We’re on OpenNebula 5.6.1. When you select some VMs in the web interface (or any of the checkboxes), even when you deselect them and it says that only 1 box is selected, it may or may not also apply the action you wanted (shutdown / terminate / undeploy etc.) to the other VMs that were previously selected. We have to enter in the VM setting in the web interface and select actions only from there, to make sure that no other VM was selected. That’s probably the only potential risky bug that we found (and it was pretty terrible, one DB was corrupted because it wasn’t stopped before the VM was terminated - thank god for backups).

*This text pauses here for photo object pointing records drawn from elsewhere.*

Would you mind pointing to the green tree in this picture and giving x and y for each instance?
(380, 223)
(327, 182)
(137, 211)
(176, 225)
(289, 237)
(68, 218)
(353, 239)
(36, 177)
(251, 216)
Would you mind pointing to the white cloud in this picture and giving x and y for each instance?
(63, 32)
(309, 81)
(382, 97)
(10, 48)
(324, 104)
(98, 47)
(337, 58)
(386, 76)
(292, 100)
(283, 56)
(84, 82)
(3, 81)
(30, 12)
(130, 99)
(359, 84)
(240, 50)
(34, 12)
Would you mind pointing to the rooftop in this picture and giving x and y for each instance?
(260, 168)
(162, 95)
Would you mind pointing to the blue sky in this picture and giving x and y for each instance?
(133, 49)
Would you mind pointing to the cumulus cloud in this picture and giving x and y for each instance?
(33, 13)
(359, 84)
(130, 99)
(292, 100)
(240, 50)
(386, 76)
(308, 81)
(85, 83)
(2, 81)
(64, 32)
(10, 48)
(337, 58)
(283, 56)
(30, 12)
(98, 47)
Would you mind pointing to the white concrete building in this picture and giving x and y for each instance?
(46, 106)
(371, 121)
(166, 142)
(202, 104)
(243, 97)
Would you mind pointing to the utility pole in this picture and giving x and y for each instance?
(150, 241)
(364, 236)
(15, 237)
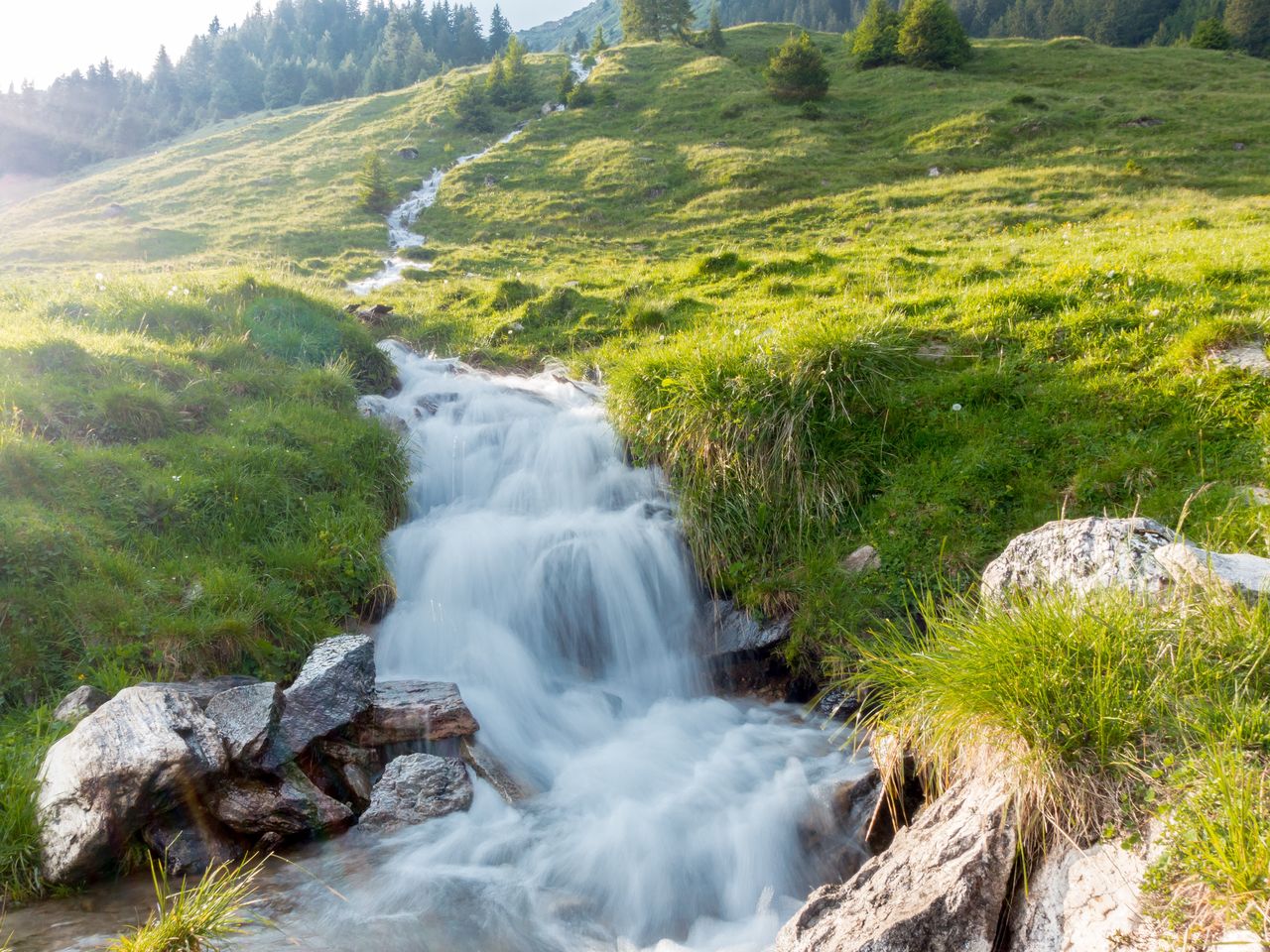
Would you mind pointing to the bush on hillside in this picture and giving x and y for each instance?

Anyway, both my colleagues worked with Proxmox, I went along with them because it’s KVM in the back, so I thought the migration would be pretty easy (I only used XenServer and HyperV before coming here, so obviously migrating to XS for example would have been more of a hassle).

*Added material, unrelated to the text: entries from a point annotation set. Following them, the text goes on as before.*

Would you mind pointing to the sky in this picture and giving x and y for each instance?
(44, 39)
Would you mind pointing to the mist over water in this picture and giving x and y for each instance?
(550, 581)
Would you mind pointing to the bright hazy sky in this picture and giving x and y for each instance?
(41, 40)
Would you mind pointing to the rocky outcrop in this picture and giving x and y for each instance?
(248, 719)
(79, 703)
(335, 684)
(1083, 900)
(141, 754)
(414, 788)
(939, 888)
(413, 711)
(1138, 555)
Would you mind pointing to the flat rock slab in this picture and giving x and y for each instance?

Other neat things about Proxmox is the documentation that seems to be everywhere, while OpenNebula only has its docs as a good source of information. Also, OpenNebula is way harder to manage (requires more fiddling with the terminal - and while none of us are are afraid of the terminal, there is quite a lot to read about and the management is putting a little pressure on us to improve the infrastructure and the workflow, but without spending too much money - I know, typical management of the 21st century). Due to our requirements, it seemed that the Live Cloning of Proxmox would be a tremendously* helpful feature (there are requests for us to clone VMs and reconfigure them as they are, but doing that will require the VMs to be shutdown and downtime is not really acceptable).

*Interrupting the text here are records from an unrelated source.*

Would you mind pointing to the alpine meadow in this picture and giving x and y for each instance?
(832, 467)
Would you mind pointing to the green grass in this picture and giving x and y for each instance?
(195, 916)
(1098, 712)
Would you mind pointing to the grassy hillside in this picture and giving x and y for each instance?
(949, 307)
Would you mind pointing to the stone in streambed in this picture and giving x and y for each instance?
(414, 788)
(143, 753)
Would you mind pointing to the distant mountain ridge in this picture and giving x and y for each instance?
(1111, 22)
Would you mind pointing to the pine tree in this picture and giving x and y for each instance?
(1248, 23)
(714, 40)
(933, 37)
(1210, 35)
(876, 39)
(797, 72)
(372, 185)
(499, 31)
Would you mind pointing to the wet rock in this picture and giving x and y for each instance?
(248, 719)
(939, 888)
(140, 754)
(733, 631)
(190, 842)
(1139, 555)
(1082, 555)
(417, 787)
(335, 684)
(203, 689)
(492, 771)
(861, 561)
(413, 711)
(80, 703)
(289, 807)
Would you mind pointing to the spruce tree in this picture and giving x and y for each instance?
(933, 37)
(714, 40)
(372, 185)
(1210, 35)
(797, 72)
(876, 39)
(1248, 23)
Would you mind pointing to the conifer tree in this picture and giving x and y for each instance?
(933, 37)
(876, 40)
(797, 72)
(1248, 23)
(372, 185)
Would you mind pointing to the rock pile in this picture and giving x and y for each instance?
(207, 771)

Also, from what I remember (I didn’t study OpenNebula too much), If the main server that OpenNebula is configured on is going down (like unexpected crash or corruption or something), the VMs on the other hosts will be fine, but we don’t have a fallback / failover for the master server (the one that the web interface runs on), that means that we will have to recreate / import the machines on a reinstalled server / earlier backup. I might not be explaining too well, let me give an example:
- Main OpenNebula server is Server1
- Other hosts that have been added in OpenNebula are servers 2 to 11
- If Server1 fails, the KVMs on server 2 to 11 will be fine, but we won’t be able to manage them from a web interface, until we recreate Server1 or restore from a previous backup
I hope that does it.
From what I understood, if every host is running Proxmox, if Server1 crashes, the next server from the cluster will become the master server.
Another pro of Proxmox with the live cloning is due to our poor infrastructure. We got some SANs that don’t have hotswap (some older HP ProLiant MicroServers), and if one of our drives from a RAID fails, we have to shutdown all the hosts running on said SAN, power it off and replace the bad HDD, then power the SAN and the VMs back on. This wouldn’t be a problem if we had hotswap, but in case a drive fails, we can just live clone them to another storage and make the VMs run from there with a lot less downtime.
^This is a part of what I said in the OP with
Anyway, there are further neat things about Proxmox. I’m a newbie to both OpenNebula and Proxmox, so I can’t remember / don’t know what else there was. Anyway, depending on your infrastructure, OpenNebula might make sense. We are mainly migrating for some features and ease of administration.